L’Autorità ha, quindi, previsto che anche dette astensioni siano assoggettate alle prescrizioni di legge, ferma restando la possibilità di tenere conto della gravità dell’inadempimento datoriale in sede di valutazione del comportamento delle parti e di applicazione delle sanzione e con la precisazione che l’ipotesi della eccezione di inadempimento, generalmente invocata in questi casi, ricorre soltanto quando il rifiuto della prestazione di lavoro è attuato in modo continuativo fino all’adempimento dell’obbligazione retributiva da parte del datore di lavoro.
Le due tematiche ora ricordate rappresentano casi emblematici nei quali la Commissione, a fronte di fenomeni emergenti che ponevano problemi di qualificazione, di inquadramento e di regolamentazione, è riuscita faticosamente a riportare queste forme di protesta nel campo di operatività della legge, elaborando soluzioni interpretative coerenti con l’esigenza di rispettare il dato normativo e, nel contempo, evitare la sostanziale vanificazione delle garanzie poste dalla legge a tutela dei diritti dei cittadini.
15.2. Pareri e delibere interpretative
Tra le numerose attività del settore va sottolineata quella inerente alle numerose richieste di pareri riguardanti problemi di interpretazione della normativa legale e negoziale vigente, specie alla luce dei mutamenti sociali e giuridici che hanno portato in rilievo problemi in parte inediti, a conferma della intrinseca mutevolezza del conflitto collettivo. Si conferma, nel periodo di riferimento, sul fronte della prevenzione e della composizione del conflitto collettivo, l’incremento dei pareri resi dalla Commissione di garanzia a Prefetti, Organizzazioni sindacali e parti datoriali.

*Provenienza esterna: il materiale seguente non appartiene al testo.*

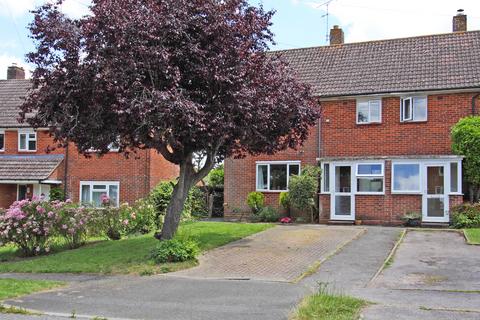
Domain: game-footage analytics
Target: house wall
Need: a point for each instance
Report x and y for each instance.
(386, 209)
(136, 174)
(8, 194)
(161, 169)
(342, 137)
(240, 176)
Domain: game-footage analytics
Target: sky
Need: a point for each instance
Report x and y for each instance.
(297, 23)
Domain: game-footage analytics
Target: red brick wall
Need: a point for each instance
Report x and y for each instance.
(341, 136)
(8, 194)
(136, 174)
(161, 169)
(240, 176)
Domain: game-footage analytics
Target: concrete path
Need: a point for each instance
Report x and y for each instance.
(435, 275)
(187, 297)
(282, 253)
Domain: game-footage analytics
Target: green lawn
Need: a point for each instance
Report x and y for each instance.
(128, 255)
(11, 288)
(327, 306)
(473, 235)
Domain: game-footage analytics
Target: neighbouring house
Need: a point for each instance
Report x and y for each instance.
(383, 141)
(27, 169)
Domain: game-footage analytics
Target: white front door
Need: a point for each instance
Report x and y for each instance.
(435, 194)
(342, 198)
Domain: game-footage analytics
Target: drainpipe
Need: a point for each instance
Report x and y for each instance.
(474, 99)
(65, 173)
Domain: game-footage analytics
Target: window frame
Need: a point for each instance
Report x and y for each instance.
(420, 176)
(370, 176)
(2, 132)
(412, 108)
(268, 163)
(369, 101)
(323, 177)
(27, 134)
(106, 183)
(459, 191)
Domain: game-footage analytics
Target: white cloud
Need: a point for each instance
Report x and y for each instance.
(16, 8)
(380, 19)
(7, 60)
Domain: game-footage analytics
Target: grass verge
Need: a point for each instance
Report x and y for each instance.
(129, 255)
(327, 306)
(12, 288)
(472, 235)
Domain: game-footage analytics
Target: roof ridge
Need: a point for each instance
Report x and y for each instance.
(379, 40)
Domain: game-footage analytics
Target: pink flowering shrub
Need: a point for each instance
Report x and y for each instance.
(29, 224)
(72, 223)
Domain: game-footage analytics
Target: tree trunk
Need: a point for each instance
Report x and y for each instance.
(175, 207)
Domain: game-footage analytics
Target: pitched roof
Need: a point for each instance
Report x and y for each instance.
(11, 94)
(28, 168)
(434, 62)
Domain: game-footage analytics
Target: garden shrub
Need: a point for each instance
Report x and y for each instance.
(197, 204)
(266, 214)
(216, 177)
(142, 217)
(255, 201)
(175, 250)
(72, 222)
(466, 215)
(30, 225)
(162, 193)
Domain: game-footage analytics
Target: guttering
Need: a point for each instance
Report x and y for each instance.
(398, 93)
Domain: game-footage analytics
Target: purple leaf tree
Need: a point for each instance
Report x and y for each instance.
(183, 77)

La Commissione è intervenuta in più occasioni per confermare l’orientamento secondo il quale tutte le attività collegate da nesso di strumentalità con l’erogazione di un servizio pubblico essenziale rientrano nel campo di applicazione della legge n. 146 del 1990, e successive modificazioni, anche se svolte da soggetti diversi da quello erogatore del servizio principale.
In merito alle predette fattispecie, la Commissione ha evidenziato che l’assenza di accordo tra le parti, ai fini dell’adozione dei regolamenti di servizio, non può andare a detrimento dei diritti degli utenti. Per tale motivo, la devoluzione della materia alla contrattazione collettiva non esclude, in mancanza di accordo, il potere di iniziativa unilaterale del datore di lavoro. Numerosi sono stati, inoltre, i pareri resi dalla Commissione in materia di diritto di assemblea, astensione dal lavoro straordinario e procedure di raffreddamento e di conciliazione. Tutti interventi tesi a chiarire alle parti sociali l’ambito di applicazione della legge n. 146 del 1990, dell’Accordo di settore e/o delle delibere interpretative della Commissione.